Not so downtown, in Hair. Here, closer to the Village in fact and in spirit, the kids in the crummy clothes are light of heart and quick of lip. The elders aren't entirely dismissed, or done out of their rights. Mother is perfectly capable of taking a long, judicious look at her bobcat son and asking "Besides disheveled what do you want to be?" But the boys and girls who leap, lounge, sass, and splatter until one of them suggests "Let's go to the park and scare some tourists." are a bright eyed bunch who can grin and mean it. Even when a fudgey tourist turns moistly benevolent about them, praising them as charming little "flower pots", they stay one up on her, refusing to sentimentalize themselves. Therein lies their real charm. They are impertinent, outrageous, and, for this moment in time, happy - happy to be candid in all directions. If one of them is serious about ducking the draft, he is serious in his way, not some getting-on playwright's. "I want to be over here doing the things they're over there defending." he says beaming. These aren't hippies who want to shut anybody out; their faces are open, asking everybody in.

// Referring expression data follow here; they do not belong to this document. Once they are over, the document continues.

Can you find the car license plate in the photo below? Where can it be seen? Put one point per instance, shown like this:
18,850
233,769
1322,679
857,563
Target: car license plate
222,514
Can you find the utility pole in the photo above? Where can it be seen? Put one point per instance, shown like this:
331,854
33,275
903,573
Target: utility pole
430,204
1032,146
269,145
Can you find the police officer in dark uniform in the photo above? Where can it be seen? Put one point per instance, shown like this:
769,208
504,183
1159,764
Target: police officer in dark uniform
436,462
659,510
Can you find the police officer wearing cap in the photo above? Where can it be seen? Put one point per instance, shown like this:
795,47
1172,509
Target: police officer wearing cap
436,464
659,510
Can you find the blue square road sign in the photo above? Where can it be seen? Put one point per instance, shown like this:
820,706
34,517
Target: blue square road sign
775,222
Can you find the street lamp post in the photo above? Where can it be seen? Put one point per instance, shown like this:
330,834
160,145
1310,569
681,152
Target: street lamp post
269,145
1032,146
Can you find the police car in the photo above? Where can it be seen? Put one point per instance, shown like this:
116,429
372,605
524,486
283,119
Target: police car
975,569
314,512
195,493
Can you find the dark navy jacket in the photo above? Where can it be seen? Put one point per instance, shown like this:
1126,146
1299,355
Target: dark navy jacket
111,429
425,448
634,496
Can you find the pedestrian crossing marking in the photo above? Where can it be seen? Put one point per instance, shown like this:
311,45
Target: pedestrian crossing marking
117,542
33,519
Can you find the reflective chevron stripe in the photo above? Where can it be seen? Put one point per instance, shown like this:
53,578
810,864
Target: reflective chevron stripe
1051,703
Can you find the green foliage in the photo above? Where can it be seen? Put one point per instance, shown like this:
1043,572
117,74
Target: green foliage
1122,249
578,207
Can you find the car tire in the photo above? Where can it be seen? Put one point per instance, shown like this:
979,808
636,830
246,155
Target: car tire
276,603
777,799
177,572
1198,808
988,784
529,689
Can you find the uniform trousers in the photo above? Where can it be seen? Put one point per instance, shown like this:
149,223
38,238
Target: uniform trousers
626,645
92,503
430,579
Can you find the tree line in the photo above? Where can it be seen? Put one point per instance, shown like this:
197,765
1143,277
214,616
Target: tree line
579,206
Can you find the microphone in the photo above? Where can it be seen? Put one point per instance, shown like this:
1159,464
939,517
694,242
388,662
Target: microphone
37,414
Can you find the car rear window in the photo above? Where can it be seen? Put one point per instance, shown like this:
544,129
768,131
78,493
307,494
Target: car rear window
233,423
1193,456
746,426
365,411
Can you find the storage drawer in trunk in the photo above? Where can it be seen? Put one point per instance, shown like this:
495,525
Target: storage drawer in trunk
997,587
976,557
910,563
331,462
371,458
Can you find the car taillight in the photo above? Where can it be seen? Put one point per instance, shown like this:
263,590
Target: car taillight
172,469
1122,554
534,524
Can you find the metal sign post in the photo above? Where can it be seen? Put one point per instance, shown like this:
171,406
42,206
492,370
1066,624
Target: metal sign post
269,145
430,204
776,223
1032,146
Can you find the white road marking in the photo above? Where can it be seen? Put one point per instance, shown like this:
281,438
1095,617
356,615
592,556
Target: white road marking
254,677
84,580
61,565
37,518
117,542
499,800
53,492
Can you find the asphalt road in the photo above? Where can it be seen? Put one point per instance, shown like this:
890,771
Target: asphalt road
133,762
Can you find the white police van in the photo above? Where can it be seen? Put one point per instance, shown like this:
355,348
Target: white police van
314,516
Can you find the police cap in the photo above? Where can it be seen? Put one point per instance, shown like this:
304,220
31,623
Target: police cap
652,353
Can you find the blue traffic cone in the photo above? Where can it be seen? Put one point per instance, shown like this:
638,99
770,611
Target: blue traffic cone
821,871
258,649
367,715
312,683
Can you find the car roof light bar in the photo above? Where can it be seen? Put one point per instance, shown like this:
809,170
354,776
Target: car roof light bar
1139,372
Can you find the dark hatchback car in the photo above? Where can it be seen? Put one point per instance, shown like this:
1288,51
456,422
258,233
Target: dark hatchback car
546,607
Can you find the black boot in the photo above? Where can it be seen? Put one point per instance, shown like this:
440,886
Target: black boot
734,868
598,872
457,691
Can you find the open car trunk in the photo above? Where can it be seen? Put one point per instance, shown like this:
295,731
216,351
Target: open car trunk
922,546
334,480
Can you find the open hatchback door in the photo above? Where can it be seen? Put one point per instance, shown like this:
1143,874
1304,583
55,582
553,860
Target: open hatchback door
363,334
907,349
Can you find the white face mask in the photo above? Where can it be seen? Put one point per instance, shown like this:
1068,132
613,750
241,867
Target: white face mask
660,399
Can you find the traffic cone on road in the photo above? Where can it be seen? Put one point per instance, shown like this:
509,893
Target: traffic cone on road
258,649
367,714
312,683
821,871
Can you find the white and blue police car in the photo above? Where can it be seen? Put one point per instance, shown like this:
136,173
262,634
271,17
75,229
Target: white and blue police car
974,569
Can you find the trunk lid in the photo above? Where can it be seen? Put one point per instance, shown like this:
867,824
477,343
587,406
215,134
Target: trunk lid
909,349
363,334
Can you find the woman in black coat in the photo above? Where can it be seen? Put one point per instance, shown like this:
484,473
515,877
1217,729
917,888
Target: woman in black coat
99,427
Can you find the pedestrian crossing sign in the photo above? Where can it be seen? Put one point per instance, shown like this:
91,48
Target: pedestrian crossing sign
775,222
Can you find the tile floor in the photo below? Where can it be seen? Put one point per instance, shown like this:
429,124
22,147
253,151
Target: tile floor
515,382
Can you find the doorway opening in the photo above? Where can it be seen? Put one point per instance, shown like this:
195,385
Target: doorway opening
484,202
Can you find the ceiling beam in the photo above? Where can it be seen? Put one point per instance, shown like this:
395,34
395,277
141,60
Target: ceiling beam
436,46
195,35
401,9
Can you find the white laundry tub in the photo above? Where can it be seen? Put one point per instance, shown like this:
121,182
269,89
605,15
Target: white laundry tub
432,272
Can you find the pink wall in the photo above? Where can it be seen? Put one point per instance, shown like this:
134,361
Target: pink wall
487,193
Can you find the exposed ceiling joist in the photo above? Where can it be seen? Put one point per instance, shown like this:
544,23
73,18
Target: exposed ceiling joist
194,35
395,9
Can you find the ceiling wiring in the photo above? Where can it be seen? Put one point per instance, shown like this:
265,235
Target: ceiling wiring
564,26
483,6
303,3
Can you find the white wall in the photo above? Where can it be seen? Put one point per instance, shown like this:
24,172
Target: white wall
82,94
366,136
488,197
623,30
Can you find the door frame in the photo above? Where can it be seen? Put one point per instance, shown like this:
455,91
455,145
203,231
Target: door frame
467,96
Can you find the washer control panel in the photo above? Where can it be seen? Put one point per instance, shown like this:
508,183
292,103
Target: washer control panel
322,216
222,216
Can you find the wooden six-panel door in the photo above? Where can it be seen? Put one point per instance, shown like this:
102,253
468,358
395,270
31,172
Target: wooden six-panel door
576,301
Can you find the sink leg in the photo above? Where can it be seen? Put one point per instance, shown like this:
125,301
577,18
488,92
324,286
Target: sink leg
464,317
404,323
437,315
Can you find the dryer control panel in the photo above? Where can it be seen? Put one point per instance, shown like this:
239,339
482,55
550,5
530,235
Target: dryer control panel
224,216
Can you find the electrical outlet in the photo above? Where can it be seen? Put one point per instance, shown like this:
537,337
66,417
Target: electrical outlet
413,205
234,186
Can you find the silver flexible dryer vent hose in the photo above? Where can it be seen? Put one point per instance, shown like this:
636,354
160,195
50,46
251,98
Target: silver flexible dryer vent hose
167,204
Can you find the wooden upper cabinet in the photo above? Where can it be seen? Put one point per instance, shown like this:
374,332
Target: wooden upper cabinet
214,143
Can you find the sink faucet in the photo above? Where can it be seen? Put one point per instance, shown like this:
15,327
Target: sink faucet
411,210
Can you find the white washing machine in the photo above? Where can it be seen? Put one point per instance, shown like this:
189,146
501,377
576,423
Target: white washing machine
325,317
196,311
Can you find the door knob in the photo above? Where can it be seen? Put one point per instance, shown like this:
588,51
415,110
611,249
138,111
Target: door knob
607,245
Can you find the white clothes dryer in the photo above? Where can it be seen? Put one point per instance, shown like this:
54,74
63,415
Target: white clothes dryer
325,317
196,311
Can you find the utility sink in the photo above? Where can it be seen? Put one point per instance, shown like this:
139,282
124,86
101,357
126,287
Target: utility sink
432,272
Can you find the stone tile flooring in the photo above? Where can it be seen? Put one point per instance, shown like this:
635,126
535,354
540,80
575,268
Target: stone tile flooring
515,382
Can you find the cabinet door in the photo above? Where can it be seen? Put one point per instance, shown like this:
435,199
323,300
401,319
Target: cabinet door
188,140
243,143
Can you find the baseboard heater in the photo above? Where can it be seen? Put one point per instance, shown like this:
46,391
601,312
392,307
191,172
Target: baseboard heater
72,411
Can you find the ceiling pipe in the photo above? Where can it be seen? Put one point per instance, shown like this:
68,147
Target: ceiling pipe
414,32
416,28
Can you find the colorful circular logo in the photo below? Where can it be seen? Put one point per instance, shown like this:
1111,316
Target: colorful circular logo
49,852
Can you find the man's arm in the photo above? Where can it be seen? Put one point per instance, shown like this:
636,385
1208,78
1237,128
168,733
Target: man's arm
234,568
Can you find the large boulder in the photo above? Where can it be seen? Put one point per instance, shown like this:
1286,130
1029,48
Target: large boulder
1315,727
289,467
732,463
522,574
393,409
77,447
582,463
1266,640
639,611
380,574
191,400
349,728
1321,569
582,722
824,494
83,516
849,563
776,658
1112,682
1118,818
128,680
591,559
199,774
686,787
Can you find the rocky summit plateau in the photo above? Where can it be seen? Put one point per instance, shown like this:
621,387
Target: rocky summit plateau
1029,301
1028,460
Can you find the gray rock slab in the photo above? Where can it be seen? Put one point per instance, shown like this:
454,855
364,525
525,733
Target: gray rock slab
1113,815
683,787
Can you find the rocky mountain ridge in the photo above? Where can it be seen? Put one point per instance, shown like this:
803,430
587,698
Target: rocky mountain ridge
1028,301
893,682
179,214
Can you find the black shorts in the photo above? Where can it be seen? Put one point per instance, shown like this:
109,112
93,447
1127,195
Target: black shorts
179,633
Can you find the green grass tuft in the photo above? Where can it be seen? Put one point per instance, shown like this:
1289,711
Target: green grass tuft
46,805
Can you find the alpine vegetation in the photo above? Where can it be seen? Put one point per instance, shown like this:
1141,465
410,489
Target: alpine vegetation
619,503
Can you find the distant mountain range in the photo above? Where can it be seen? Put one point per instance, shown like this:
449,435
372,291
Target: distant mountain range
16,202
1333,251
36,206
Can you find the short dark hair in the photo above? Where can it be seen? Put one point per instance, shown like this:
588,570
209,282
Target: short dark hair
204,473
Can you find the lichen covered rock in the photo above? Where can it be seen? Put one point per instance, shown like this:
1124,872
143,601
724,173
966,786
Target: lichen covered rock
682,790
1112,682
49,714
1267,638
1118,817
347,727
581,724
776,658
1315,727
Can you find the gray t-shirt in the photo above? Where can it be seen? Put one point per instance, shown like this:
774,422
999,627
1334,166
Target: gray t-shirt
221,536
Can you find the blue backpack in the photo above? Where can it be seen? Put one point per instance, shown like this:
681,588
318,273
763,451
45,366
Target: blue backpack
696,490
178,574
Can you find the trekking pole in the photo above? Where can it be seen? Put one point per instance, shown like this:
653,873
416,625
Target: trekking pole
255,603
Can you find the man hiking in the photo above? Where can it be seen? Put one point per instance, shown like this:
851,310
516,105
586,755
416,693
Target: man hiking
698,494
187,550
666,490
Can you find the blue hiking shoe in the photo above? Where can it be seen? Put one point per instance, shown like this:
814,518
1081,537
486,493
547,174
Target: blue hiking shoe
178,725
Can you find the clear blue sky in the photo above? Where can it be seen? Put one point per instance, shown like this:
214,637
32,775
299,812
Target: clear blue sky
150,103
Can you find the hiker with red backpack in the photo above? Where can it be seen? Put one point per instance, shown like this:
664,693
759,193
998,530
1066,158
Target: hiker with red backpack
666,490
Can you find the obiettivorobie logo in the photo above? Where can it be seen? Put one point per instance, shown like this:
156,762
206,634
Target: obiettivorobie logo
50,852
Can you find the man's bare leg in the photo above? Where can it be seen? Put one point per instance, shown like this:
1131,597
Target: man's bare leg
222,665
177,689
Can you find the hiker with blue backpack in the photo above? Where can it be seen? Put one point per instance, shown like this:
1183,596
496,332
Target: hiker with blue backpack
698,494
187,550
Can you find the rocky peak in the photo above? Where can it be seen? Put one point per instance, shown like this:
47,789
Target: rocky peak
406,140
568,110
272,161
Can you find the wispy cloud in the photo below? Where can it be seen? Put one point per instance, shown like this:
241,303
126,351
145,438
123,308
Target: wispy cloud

The entertainment is loose jointed, up and down, ebulliently amateur (sometimes on purpose, sometimes accidentally), reserving a sly streak of professionalism for certain musical moments. It won't warm your heart entirely. When the youngsters stop being gleefully outspoken to sprawl out in a pot party, they have really stopped. The sense of copping-out and of ultimate futility, becomes unpleasantly strong. But what is unpleasant and futile is mixed with a zest and an abandon that speak up for themselves. The good humor, when it comes, is as genuine as it is irreverent, and the abrasively thrummed songs, which are feebly kidded on Broadway, are made unmistakably attractive. I'd think a while before trading off the memory of a child named Shelley Plimpton hands behind her back and her long, light hair spilling toward her dungarees, singing a carefully unrhymed lament called "Frank Mills", imploring anyone who finds this vanished hero in a crash helmet to please tell him that "Angela and I don't want the two dollars back." In any event, if you are seriously interested in getting a whiff of what the hippies of the world can't be serious about, I'd do my research at Hair, not up in the forties.